I love the "Very Short Introductions" series from Oxford University Press. This is the third one I've read and I've got three or four more on my shelf waiting to be read. They're prone to idiosyncracies of the authors -- the ones I've read seem to be introductions into the latest scholarly work in the subject moreso than general introductions -- but they are consistently interesting.

The "Music" VSI by Nicholas Cook is a characteristically odd book. He spends the first 120 pages bringing together pieces of an idea that I couldn't really "see" until the last five pages, though once I saw it it was clear how everything fit together. Maybe I'm just a slow learner.

Cook's approach is to reject the standard "music as a consumable product produced by a composer" mindset, instead substituting a variation of Wittgenstein's theory that language determines our perception of reality. This is brilliant (though see my footnote of complaint below). Seen this way, the author suggests, composers like Beethoven don't just give us something new to hear -- they give us a new way of hearing and thus open our minds to new possibilities, not just in music but all around us.

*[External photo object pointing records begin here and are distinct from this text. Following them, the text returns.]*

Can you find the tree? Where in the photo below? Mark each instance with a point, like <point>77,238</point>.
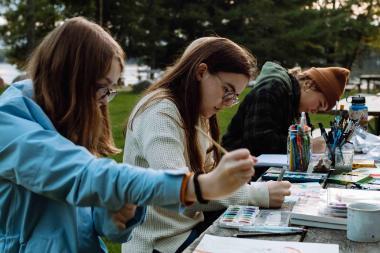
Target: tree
<point>27,22</point>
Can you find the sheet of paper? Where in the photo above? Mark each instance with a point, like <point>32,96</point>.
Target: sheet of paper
<point>216,244</point>
<point>272,160</point>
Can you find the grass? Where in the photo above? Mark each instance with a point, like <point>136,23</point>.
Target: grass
<point>121,107</point>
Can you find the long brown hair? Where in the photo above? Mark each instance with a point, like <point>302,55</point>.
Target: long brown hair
<point>65,68</point>
<point>180,85</point>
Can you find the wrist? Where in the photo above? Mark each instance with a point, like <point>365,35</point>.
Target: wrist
<point>189,193</point>
<point>200,190</point>
<point>206,184</point>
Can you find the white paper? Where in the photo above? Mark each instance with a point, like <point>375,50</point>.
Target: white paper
<point>216,244</point>
<point>272,160</point>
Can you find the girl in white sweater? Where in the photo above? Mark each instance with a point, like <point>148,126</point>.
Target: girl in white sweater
<point>162,132</point>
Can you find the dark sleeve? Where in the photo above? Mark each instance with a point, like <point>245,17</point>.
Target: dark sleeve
<point>265,128</point>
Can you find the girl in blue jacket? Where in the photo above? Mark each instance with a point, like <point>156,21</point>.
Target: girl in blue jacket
<point>56,193</point>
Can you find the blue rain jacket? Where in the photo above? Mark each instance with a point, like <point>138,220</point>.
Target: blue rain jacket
<point>56,196</point>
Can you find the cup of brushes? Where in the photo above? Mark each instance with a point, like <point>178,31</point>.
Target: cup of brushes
<point>338,146</point>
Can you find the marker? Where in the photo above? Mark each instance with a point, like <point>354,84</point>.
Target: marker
<point>326,179</point>
<point>271,229</point>
<point>281,175</point>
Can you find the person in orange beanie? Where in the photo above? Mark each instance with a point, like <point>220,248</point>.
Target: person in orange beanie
<point>275,102</point>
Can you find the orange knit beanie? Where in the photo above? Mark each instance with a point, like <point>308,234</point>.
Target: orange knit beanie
<point>330,81</point>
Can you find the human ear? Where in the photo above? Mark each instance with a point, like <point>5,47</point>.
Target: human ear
<point>201,71</point>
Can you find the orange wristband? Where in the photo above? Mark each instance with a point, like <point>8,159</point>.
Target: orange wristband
<point>184,185</point>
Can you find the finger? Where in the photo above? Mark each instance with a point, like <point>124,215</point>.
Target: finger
<point>128,210</point>
<point>118,217</point>
<point>238,154</point>
<point>241,165</point>
<point>120,225</point>
<point>286,184</point>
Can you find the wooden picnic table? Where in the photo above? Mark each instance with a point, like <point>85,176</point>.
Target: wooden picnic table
<point>316,235</point>
<point>313,235</point>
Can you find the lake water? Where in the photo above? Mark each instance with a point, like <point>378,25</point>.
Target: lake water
<point>8,72</point>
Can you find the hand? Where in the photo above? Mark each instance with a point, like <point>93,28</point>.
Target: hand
<point>122,216</point>
<point>277,192</point>
<point>234,170</point>
<point>318,145</point>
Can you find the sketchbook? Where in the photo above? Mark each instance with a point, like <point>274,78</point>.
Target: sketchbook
<point>276,160</point>
<point>217,244</point>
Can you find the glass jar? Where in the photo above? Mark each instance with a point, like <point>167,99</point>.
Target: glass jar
<point>344,157</point>
<point>299,150</point>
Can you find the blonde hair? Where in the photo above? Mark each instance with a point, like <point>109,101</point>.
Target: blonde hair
<point>65,68</point>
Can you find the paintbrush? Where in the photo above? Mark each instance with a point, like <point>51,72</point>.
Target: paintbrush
<point>217,145</point>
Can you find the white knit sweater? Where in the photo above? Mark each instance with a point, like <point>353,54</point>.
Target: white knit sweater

The master stroke comes in the conclusion where the author rejects modern criticisms that say because we are cut off from the historical-culture world of the composers-of-old we can't really have access to what their music "means." Against this Cook (drawing on the Wittgensteinian idea) claims that human consciousness is "irreducably public" (a concept I love) and the "private thought world" of the modern criticism simply doesn't exist.

(Notice the applications of this to religious tradition [maybe even Tradition] and Biblical interpretation. Cook draws parallels between musical interpretation and Biblical interpretation a couple of times, though primarily to borrow concepts.)